Cet article traite de la créativité en musique. Et pas n’importe quelle variété – il s’agit du type de créativité musicale plus rare qui a résisté à l’épreuve du temps. J’entends par là la création de compositions que les gens écoutent encore – et sont profondément émus par – un siècle ou plus après la première écriture de la pièce. Bien que la Cinquième Symphonie de Beethoven ait été conçue il y a plus de deux cents ans, elle est toujours jouée et enregistrée aujourd’hui., Des Fragments de la symphonie, en particulier le motif dee-dee-Dee-dah qui ouvre le premier mouvement, ont même empiété sur la culture populaire. Le cinquième peut être entendu dans des bandes sonores de cinéma, des improvisations de jazz ou des comédies spoofs.So que faut-il pour créer un chef-d’œuvre immortel?
une réponse trop évidente est: vous devez être un génie musical! Ces œuvres classiques sont vraisemblablement le résultat d’éclairs de perspicacité ou de ravissements d’inspiration que seuls les vrais génies éprouvent. Mais cela ne pose-t-il pas simplement la question?, Dire que les génies créent des chefs-d’œuvre ne nous dit rien à moins que nous sachions quelque chose sur les origines du génie. Prétendre qu’il faut un Beethoven pour écrire une Quinte exige alors que nous apprenions ce qu’il faut pour devenir Beethoven.

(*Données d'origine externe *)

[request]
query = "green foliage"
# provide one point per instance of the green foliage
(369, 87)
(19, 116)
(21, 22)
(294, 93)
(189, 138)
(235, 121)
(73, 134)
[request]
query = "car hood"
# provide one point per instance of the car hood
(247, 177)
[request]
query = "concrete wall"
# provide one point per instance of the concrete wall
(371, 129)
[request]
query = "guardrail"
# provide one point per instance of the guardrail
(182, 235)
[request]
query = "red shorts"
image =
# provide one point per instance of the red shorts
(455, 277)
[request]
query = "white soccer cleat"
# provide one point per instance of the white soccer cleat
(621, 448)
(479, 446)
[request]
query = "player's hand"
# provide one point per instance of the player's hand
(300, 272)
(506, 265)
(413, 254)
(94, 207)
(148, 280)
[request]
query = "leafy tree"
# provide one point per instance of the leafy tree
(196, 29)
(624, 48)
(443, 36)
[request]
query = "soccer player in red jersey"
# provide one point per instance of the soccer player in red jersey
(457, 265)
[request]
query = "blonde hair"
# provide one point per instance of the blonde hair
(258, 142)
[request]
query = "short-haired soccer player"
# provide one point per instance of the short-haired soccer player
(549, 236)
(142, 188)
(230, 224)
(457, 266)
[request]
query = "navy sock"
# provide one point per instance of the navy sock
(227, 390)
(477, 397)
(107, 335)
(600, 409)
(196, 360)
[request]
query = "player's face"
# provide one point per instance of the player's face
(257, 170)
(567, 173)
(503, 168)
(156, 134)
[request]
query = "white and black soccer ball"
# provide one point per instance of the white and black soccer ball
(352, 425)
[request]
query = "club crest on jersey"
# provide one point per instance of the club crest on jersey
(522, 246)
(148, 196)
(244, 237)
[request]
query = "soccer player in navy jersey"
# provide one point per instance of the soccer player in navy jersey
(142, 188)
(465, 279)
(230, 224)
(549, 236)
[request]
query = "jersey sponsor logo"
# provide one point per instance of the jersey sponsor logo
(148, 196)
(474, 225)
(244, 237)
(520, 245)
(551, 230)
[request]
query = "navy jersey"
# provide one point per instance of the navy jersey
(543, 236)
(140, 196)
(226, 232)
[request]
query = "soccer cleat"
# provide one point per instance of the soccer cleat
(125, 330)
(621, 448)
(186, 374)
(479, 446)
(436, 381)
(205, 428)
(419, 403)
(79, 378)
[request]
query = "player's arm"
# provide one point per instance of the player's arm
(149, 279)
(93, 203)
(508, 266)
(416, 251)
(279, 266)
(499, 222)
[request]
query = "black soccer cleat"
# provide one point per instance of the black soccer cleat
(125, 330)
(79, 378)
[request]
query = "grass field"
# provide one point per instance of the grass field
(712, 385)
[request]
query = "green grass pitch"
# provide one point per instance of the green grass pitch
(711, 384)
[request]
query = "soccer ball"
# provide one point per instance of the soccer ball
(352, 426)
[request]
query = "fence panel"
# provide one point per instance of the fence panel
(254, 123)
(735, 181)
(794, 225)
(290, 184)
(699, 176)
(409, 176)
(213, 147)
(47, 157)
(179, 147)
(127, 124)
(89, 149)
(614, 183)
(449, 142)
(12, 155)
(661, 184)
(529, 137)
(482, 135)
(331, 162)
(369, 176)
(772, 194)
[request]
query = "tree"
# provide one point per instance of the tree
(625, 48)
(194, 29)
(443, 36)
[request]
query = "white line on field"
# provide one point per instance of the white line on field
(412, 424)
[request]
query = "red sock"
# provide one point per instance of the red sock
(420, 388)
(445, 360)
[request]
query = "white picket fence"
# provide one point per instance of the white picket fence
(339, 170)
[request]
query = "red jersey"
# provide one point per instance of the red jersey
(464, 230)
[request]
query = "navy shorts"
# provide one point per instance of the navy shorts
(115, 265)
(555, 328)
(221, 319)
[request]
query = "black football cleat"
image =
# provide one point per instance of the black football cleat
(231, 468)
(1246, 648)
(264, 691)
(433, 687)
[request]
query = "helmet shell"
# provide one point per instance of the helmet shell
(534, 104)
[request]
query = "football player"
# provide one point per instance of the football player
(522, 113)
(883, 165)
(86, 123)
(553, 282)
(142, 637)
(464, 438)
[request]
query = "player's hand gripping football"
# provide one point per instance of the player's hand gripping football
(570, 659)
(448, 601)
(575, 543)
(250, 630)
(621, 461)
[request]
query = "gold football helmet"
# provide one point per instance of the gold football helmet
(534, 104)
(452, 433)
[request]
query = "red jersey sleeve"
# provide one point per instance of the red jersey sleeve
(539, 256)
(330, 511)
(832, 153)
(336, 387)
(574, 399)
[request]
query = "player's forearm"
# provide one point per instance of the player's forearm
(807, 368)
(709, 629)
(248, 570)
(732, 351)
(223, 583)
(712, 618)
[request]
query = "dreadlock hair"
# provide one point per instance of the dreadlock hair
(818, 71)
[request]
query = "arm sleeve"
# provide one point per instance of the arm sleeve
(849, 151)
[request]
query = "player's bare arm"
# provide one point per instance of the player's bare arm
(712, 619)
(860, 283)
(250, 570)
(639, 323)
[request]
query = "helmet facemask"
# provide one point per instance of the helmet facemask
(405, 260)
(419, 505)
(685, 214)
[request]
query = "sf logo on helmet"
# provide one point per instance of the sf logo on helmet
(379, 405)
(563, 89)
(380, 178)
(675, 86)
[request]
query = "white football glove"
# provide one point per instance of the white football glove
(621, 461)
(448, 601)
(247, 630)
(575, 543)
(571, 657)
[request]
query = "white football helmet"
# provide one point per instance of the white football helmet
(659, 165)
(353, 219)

heureusement, cette question a été abordée par divers psychologues engagés dans la recherche scientifique., Par « scientifique », j’entends les enquêtes qui (a) recueillent des échantillons de compositeurs de taille raisonnable plutôt que de se livrer à des études de cas uniques, (b) quantifient les variables pertinentes pour des hypothèses de fond explicitement énoncées, et (c) soumettent ces variables à des analyses statistiques qui testent précisément ces hypothèses. Permettez-moi d’esquisser un bref historique de ces recherches scientifiques sur le génie créatif de la musique classique.,
dernière moitié du 19ème siècle
le premier psychologue à s’attaquer à ce problème n’était autre que le scientifique notable Francis Galton dans son génie héréditaire classique de 1869. Comme le titre l’indique, Galton essayait de prouver que le génie était hérité – né, pas fait. Par conséquent, l’éminence dans un domaine donné devrait fonctionner dans des lignées familiales. Pour plaider sa cause, il a consacré un chapitre à la présentation des relations de sang pour les génies dans chaque domaine majeur de réalisation. Un de ces chapitres a été attribué aux compositeurs classiques., Par exemple, Galton a souligné que Johann Sebastian Bach était non seulement issu d’un pedigree distingué de musiciens, mais aussi qu’il a engendré quatre compositeurs notables, à savoir Wilhelm Friedemann Bach, Carl Philipp Emanuel Bach, Johann Christoph Friedrich Bach et Johann Christian Bach – le soi-disant « Londres »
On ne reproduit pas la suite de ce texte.